DataFlowConnector guide¶
This guide explains how to use DataFlowConnector—a simple integration utility—to wire EventFeedAgents into one or more DataFlows and deliver results to external sinks. It covers purpose, threading model, composing feeds/flows/sinks, idle/throughput tuning ( IdleStrategy), lifecycle, and error handling.
For a complete runnable example, see: Embedding a DataFlow with a file feed and file sink. That page shows a concrete end‑to‑end setup (file → DataFlow → file) that uses the same patterns described here.
What is DataFlowConnector?¶
DataFlowConnector is a small runtime integration utility that brokers events from EventFeedAgent sources into DataFlow instances and then fans out results to user‑provided sinks. It provides:
- Composition: add and remove feeds, dataflows, and named sinks at runtime.
- Threading: runs the feed→flow→sink loop on a dedicated AgentRunner thread.
- Back‑pressure/idle control: pluggable IdleStrategy for balancing latency vs.

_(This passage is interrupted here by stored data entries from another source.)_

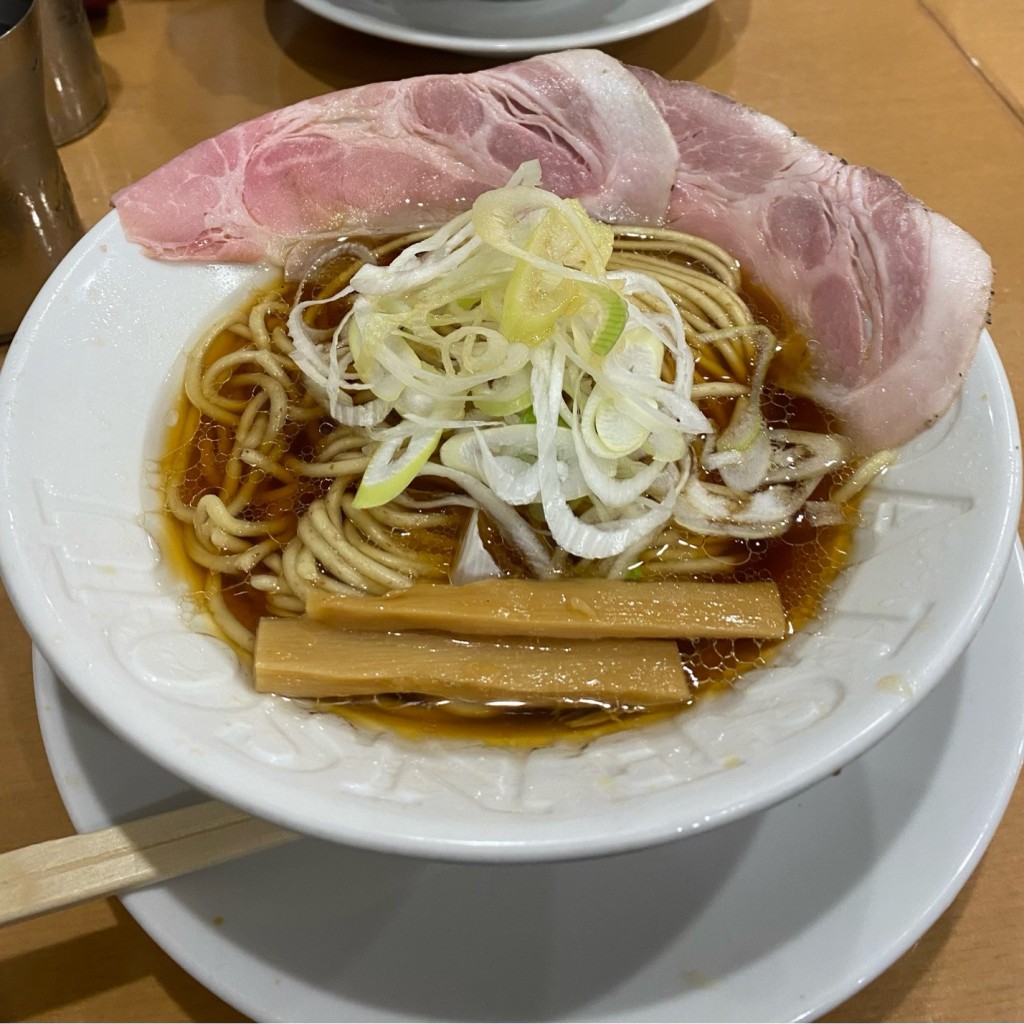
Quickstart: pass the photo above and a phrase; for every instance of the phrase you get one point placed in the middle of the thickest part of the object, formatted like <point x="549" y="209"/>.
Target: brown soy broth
<point x="804" y="563"/>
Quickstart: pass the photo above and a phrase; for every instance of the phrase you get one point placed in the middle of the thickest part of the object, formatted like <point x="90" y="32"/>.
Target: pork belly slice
<point x="394" y="157"/>
<point x="891" y="296"/>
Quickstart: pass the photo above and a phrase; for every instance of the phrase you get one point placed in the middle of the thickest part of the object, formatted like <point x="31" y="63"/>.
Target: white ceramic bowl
<point x="82" y="400"/>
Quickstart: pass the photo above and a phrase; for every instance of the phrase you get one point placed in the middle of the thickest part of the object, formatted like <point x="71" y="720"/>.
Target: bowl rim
<point x="648" y="820"/>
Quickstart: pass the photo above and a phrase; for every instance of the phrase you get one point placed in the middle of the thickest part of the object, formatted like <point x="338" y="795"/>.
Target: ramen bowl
<point x="84" y="399"/>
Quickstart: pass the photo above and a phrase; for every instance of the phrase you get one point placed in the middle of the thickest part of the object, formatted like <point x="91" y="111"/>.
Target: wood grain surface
<point x="926" y="91"/>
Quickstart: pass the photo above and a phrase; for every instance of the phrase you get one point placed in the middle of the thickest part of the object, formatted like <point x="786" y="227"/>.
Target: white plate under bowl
<point x="505" y="28"/>
<point x="82" y="399"/>
<point x="778" y="916"/>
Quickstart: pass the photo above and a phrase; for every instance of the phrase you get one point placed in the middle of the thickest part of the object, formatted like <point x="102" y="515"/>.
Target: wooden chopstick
<point x="61" y="872"/>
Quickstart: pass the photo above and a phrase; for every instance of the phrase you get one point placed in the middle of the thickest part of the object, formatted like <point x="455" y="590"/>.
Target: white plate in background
<point x="780" y="915"/>
<point x="505" y="28"/>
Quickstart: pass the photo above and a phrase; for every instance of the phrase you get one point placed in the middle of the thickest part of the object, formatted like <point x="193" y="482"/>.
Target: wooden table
<point x="928" y="91"/>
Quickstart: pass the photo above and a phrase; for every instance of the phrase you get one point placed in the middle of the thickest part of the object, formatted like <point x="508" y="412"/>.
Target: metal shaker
<point x="76" y="92"/>
<point x="38" y="219"/>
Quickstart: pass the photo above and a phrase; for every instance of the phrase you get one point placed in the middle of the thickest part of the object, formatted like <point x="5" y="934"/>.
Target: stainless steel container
<point x="76" y="92"/>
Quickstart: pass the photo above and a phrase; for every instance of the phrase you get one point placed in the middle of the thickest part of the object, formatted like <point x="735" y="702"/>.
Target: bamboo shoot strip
<point x="306" y="658"/>
<point x="576" y="608"/>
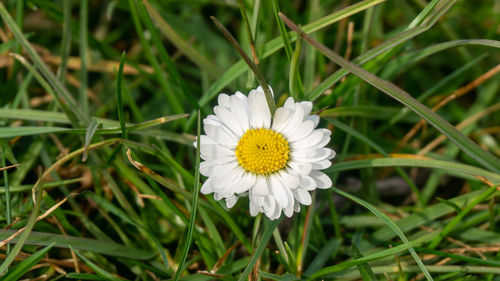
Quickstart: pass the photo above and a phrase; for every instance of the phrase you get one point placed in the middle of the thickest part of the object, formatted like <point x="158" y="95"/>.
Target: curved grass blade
<point x="451" y="225"/>
<point x="390" y="223"/>
<point x="268" y="231"/>
<point x="17" y="272"/>
<point x="375" y="256"/>
<point x="37" y="192"/>
<point x="463" y="142"/>
<point x="457" y="169"/>
<point x="196" y="193"/>
<point x="61" y="92"/>
<point x="380" y="49"/>
<point x="88" y="137"/>
<point x="81" y="243"/>
<point x="101" y="272"/>
<point x="119" y="98"/>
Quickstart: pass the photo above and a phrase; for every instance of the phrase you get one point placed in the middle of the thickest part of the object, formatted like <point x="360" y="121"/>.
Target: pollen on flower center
<point x="262" y="151"/>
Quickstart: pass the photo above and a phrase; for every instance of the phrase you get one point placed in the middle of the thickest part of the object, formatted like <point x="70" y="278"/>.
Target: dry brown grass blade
<point x="429" y="147"/>
<point x="447" y="99"/>
<point x="9" y="167"/>
<point x="108" y="66"/>
<point x="41" y="217"/>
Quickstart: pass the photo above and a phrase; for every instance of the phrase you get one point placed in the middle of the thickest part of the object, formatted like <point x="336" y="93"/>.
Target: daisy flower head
<point x="274" y="160"/>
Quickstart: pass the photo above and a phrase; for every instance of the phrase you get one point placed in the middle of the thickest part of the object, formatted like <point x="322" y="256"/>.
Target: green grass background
<point x="100" y="102"/>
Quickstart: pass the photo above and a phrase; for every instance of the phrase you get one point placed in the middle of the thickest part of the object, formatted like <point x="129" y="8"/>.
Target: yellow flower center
<point x="262" y="151"/>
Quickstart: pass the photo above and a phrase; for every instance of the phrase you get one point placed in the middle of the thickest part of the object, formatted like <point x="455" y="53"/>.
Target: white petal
<point x="220" y="135"/>
<point x="307" y="105"/>
<point x="229" y="120"/>
<point x="246" y="181"/>
<point x="225" y="176"/>
<point x="300" y="168"/>
<point x="288" y="212"/>
<point x="281" y="118"/>
<point x="207" y="168"/>
<point x="302" y="196"/>
<point x="307" y="183"/>
<point x="332" y="154"/>
<point x="304" y="130"/>
<point x="311" y="155"/>
<point x="259" y="110"/>
<point x="264" y="92"/>
<point x="269" y="206"/>
<point x="322" y="180"/>
<point x="218" y="159"/>
<point x="218" y="196"/>
<point x="288" y="180"/>
<point x="314" y="118"/>
<point x="215" y="150"/>
<point x="325" y="140"/>
<point x="313" y="139"/>
<point x="321" y="165"/>
<point x="296" y="206"/>
<point x="231" y="201"/>
<point x="261" y="187"/>
<point x="207" y="188"/>
<point x="289" y="103"/>
<point x="295" y="120"/>
<point x="254" y="210"/>
<point x="276" y="214"/>
<point x="279" y="192"/>
<point x="204" y="139"/>
<point x="223" y="100"/>
<point x="240" y="112"/>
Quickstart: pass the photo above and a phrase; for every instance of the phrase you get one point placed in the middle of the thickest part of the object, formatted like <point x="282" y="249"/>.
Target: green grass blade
<point x="84" y="276"/>
<point x="17" y="272"/>
<point x="88" y="137"/>
<point x="284" y="34"/>
<point x="268" y="231"/>
<point x="119" y="98"/>
<point x="463" y="142"/>
<point x="187" y="48"/>
<point x="101" y="272"/>
<point x="59" y="89"/>
<point x="85" y="244"/>
<point x="364" y="269"/>
<point x="329" y="249"/>
<point x="276" y="44"/>
<point x="457" y="169"/>
<point x="82" y="41"/>
<point x="389" y="223"/>
<point x="196" y="192"/>
<point x="375" y="256"/>
<point x="451" y="225"/>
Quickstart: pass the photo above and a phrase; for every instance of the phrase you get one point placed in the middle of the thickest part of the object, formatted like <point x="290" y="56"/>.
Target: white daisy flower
<point x="275" y="161"/>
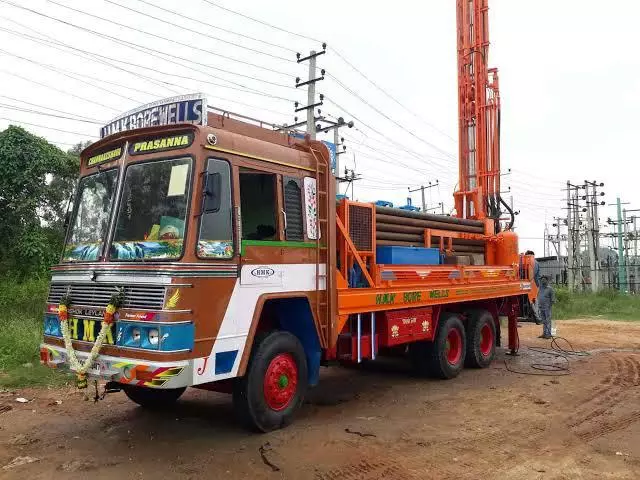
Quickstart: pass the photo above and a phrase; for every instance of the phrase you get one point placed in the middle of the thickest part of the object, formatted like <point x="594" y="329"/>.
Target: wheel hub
<point x="280" y="381"/>
<point x="454" y="346"/>
<point x="486" y="340"/>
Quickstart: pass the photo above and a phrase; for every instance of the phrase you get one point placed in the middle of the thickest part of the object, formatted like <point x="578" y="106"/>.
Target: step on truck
<point x="209" y="250"/>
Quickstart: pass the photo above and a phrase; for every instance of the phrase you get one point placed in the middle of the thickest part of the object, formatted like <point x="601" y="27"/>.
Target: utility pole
<point x="422" y="188"/>
<point x="337" y="141"/>
<point x="311" y="89"/>
<point x="622" y="268"/>
<point x="570" y="276"/>
<point x="631" y="264"/>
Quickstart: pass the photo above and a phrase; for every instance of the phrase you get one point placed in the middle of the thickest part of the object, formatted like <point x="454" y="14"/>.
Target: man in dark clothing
<point x="546" y="299"/>
<point x="536" y="268"/>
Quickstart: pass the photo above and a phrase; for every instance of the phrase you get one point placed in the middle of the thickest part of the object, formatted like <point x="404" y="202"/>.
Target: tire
<point x="274" y="385"/>
<point x="153" y="398"/>
<point x="437" y="358"/>
<point x="481" y="339"/>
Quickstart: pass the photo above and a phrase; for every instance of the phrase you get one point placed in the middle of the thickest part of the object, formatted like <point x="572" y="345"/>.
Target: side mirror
<point x="67" y="219"/>
<point x="212" y="193"/>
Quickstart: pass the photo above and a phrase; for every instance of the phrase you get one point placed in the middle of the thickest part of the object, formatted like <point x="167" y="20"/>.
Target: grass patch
<point x="608" y="304"/>
<point x="21" y="314"/>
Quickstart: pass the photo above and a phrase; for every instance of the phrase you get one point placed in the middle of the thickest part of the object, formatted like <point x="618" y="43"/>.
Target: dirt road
<point x="373" y="422"/>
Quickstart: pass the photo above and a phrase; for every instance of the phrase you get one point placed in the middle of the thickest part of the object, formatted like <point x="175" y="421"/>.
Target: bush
<point x="21" y="320"/>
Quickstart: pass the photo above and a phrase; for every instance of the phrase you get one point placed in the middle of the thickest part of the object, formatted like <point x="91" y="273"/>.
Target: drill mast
<point x="478" y="195"/>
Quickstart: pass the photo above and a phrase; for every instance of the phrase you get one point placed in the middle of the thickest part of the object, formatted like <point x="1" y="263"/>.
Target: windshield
<point x="91" y="217"/>
<point x="153" y="210"/>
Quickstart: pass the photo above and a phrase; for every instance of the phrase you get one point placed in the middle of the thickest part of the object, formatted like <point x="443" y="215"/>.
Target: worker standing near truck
<point x="546" y="299"/>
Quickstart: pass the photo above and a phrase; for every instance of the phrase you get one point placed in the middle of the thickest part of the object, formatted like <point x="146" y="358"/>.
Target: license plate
<point x="87" y="330"/>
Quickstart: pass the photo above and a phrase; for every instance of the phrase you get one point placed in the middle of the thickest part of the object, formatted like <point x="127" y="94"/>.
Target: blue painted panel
<point x="171" y="337"/>
<point x="225" y="361"/>
<point x="52" y="326"/>
<point x="395" y="255"/>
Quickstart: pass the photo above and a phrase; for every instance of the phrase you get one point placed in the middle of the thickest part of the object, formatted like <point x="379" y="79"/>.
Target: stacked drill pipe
<point x="406" y="228"/>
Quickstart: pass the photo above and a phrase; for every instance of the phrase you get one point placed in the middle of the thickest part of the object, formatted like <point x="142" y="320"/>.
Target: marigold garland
<point x="107" y="321"/>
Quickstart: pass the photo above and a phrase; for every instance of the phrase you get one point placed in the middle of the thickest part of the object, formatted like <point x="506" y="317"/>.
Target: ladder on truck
<point x="325" y="301"/>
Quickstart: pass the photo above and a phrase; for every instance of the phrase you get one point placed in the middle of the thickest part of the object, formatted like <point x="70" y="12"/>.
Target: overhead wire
<point x="217" y="27"/>
<point x="6" y="72"/>
<point x="28" y="110"/>
<point x="151" y="34"/>
<point x="387" y="94"/>
<point x="262" y="22"/>
<point x="148" y="15"/>
<point x="389" y="118"/>
<point x="53" y="43"/>
<point x="47" y="127"/>
<point x="176" y="59"/>
<point x="69" y="75"/>
<point x="184" y="77"/>
<point x="25" y="102"/>
<point x="339" y="82"/>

CPU.
- Lifecycle: start/stop orchestration for all attached components.
- Error handling: central hook for uncaught exceptions raised on the runner thread.
Relevant class: DataFlowConnector
Architecture overview¶
flowchart TB
subgraph "Agent thread"
direction TB
FEEDS[[EventFeedAgents]]
DF[[DataFlows]]
SINKS[[Named sinks<br/>Consumer sink]]
FEEDS -->|onEvent| DF -->|publish| SINKS
end
APP[Your application threads] -->|addFeed / addDataFlow / addSink| FEEDS
APP -->|start / stop| FEEDS
Runtime sequence (poll loop)¶
sequenceDiagram
participant Runner as AgentRunner thread
participant Feed as EventFeedAgent
participant Flow as DataFlow
participant Sink as Consumer sink
loop run()
Runner->>Feed: poll()
alt new event
Feed-->>Runner: event
Runner->>Flow: onEvent(e)
Flow-->>Runner: onPublish(id, value)
Runner->>Sink: accept(value)
else idle
Runner-->>Runner: IdleStrategy.idle(...)
end
end
Lifecycle states¶
stateDiagram-v2
[*] --> Created
Created --> Started: start()
Started --> Active: agent status == ACTIVE
Active --> Stopping: stop()
Stopping --> Stopped: agentRunner.close()
Stopped --> [*]
When to use it¶
Use DataFlowConnector when you:
- Embed Fluxtion into an application and want a simple “wiring surface” to plug feeds into flows and publish results to sinks.
- Need a managed thread that polls feeds and drives DataFlows without writing your own loop.
- Want to share one thread across multiple feeds and flows while still being able to add/remove components dynamically.
If you need fine‑grained control over threads or bespoke schedulers, you can manage EventFeedAgent and DataFlow instances yourself; DataFlowConnector just packages a pragmatic default.
Threading model¶
- Single runner thread: Internally, DataFlowConnector creates an Agrona AgentRunner with a WorkDynamicCompositeAgent that integrates feeds and flows. All onEvent, DataFlow execution, and sink publication callbacks happen on this dedicated thread.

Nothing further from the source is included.